Department of Surgery, School of Medicine, Keio University, Shinjuku-ku, Tokyo 160-8582, Japan.
Cell Transplant. 2013;22(2):231-42. doi: 10.3727/096368912X654939. Epub 2012 Aug 27.
At this time, the only definitive treatment of hepatic failure is liver transplantation. However, transplantation has been limited by the severely limited supply of human donor livers. Alternatively, a regenerative medicine approach has been recently proposed in rodents that describe the production of three-dimensional whole-organ scaffolds for assembly of engineered complete organs.
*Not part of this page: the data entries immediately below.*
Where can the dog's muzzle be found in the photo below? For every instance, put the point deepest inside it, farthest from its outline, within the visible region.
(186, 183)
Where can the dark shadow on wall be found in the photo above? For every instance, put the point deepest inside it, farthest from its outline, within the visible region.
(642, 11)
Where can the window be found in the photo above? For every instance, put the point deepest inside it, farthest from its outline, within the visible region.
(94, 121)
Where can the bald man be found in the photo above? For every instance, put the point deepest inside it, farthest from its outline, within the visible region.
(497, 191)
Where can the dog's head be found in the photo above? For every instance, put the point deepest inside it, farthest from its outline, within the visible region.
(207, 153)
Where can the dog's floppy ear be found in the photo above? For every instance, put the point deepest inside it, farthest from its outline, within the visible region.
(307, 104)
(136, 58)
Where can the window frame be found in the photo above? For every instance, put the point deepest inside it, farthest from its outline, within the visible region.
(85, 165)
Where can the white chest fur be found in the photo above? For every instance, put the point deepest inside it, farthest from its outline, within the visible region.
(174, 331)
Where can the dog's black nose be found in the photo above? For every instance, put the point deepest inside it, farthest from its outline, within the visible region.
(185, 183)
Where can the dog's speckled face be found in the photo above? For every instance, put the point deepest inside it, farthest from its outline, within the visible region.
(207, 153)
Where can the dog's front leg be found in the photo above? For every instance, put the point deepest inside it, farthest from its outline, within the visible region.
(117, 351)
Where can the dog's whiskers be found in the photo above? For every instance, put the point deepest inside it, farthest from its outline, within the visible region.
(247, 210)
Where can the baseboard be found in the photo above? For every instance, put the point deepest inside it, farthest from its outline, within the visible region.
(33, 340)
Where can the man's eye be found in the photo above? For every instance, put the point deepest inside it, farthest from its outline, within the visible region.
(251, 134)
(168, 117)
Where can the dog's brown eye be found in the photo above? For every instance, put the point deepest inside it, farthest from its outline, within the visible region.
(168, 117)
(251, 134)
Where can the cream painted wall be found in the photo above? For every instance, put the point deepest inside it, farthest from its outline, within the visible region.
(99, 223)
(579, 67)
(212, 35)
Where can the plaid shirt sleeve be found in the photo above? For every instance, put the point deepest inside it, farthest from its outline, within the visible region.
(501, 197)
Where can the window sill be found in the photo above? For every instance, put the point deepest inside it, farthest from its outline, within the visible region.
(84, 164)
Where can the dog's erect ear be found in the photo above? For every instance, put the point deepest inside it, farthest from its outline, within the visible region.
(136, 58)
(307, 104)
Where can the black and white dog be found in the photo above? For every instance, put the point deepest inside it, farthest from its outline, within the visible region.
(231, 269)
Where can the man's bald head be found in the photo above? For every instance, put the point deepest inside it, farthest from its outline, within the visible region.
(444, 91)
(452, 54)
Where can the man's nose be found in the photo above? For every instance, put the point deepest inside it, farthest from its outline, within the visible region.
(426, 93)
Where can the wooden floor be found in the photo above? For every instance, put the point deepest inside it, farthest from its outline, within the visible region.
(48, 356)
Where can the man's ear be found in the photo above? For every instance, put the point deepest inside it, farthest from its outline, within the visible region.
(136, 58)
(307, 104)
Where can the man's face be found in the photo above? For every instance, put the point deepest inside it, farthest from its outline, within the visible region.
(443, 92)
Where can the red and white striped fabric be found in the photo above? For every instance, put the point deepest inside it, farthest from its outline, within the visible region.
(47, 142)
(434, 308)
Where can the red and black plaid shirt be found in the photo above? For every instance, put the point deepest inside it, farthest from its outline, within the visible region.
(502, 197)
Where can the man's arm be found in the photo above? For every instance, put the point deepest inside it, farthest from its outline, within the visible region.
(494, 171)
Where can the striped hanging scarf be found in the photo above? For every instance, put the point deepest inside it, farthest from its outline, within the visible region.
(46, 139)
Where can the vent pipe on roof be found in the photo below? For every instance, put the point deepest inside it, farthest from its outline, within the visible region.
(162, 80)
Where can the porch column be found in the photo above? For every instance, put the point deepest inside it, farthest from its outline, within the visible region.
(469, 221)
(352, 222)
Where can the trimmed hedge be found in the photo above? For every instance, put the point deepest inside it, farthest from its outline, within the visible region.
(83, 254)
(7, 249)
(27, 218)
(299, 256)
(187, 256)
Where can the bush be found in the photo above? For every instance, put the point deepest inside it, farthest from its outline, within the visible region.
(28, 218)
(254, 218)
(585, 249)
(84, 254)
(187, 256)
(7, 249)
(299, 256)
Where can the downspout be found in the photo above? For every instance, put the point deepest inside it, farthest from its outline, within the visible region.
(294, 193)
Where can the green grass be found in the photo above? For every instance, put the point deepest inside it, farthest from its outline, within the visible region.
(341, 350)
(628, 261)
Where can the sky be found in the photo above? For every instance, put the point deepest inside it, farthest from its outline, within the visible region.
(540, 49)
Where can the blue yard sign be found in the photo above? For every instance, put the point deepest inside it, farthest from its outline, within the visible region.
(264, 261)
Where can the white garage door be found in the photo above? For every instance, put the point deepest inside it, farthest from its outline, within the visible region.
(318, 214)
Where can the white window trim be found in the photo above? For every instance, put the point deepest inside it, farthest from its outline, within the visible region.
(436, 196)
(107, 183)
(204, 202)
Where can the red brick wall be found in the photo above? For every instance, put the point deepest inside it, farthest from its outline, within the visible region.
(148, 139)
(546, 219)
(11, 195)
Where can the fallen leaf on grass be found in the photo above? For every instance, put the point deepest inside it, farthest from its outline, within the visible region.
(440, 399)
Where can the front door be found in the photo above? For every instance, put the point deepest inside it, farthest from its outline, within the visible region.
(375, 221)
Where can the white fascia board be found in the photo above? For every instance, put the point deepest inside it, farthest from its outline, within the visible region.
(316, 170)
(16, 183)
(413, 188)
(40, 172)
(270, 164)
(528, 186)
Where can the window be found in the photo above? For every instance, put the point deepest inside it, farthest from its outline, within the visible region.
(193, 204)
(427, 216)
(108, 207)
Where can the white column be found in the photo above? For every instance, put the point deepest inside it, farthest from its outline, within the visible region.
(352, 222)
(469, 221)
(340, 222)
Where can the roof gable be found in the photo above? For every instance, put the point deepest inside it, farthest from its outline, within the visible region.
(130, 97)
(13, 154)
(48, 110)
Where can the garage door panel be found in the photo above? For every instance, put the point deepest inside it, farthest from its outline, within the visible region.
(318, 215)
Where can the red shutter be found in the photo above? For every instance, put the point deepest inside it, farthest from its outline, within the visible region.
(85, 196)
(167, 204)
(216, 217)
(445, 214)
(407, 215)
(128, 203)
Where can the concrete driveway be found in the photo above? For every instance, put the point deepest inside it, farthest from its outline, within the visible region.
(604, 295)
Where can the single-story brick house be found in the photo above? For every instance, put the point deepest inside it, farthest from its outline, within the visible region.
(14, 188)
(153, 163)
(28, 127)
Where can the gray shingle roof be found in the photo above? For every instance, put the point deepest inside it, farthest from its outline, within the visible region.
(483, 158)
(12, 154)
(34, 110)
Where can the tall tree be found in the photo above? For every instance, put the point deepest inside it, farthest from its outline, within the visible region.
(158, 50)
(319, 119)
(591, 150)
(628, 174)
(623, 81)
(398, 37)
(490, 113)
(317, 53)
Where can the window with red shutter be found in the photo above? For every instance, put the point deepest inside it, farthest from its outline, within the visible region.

In the present study, we describe the decellularization of porcine livers to generate liver constructs at a scale that can be clinically relevant. Adult ischemic porcine livers were successfully decellularized using a customized perfusion protocol, the decellularization process preserved the ultrastructural extracellular matrix components, functional characteristics of the native microvascular and the bile drainage network of the liver, and growth factors necessary for angiogenesis and liver regeneration. Furthermore, isolated hepatocytes engrafted and reorganized in the porcine decellularized livers using a human-sized organ culture system. These results provide proof-of-principle for the generation of a human-sized, three-dimensional organ scaffold as a potential structure for human liver grafts reconstruction for transplantation to treat liver disease.
此时,肝衰竭唯一确切的治疗方法是肝移植。然而,由于人类供体肝脏的严重短缺,移植受到了限制。最近,在啮齿动物中提出了一种再生医学方法,描述了三维全器官支架的生产,用于组装工程化完整器官。在本研究中,我们描述了猪肝脏的脱细胞化,以产生可在临床上相关的规模的肝构建体。使用定制的灌注方案成功地对缺血性成年猪肝脏进行了脱细胞化,脱细胞化过程保留了超微结构细胞外基质成分、天然微血管和肝脏胆汁引流网络的功能特性,以及血管生成和肝再生所需的生长因子。此外,使用人体大小的器官培养系统,在猪脱细胞化肝脏中植入并重新组织分离的肝细胞。这些结果为生成一个可用于人体肝脏移植重建的三维器官支架提供了原理证明,作为治疗肝脏疾病的人类肝脏移植物的潜在结构。